The Protocols of Bezalel’s Young, July 2010
The summer 2010 issue is dedicated to students' works. Its front page is adorned with the work of Uria Bass, a second year student at the department of visual communication. At first glance this work would generate a smile, resulting from the colorfulness and the "sweetness" of the figures. A second glance would send the viewer to Takashi Muracami's 2005 "Little Boy" exhibition, thus challenging him or her with issues inherent to the tension between the original and originality. A third glance, however, would create a shock since all the components put together, namely the sweet pink, the atomic bomb ("Little Boy") and the Japanese trauma combined with the Jewish Holocaust (present here in the images of Auschwitz gate, prisoners uniform and yellow patch are all rather confusing). Only then the viewer will observe an unrecognized image, the artist's profile, hiding between the clouds, as if playing "hide and seek" with the viewer as well as with Murakami. The end product is both attractive and repulsive, creating a specific discomfort forcing us the think about politics, power, history and memory, cross cultural relations, aesthetic and ethics and the capability of art to bear this entire burden.
And so, Uria's work interweaves practice (though at the studio) with theory (of which the department of History and Theory is mainly in charge), technical skills and intellectual discourse, the personal place and the original act of art. In some respect the students' issues of History and Theory: The Protocols are the highlight of our activity since they give an arena to those coming from the fields of art with the intention of becoming influential in their fields.

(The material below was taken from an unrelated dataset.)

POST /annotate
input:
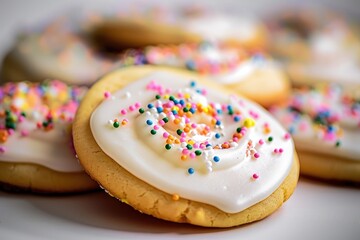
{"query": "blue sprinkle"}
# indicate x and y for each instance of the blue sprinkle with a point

The first part of this issue comprises eight papers which are elaborations of outstanding third year seminars at the department of History and Theory at Bezalel. In the English section one can find abstracts of seven papers, which were submitted in Hebrew. Avital Schreiber Levi's paper was originally submitted in English. In the second part one finds works tutored by various teachers: artists, curators and scholars. The third part is dedicated to students' works. Two of them appear both in the Hebrew and the English sections.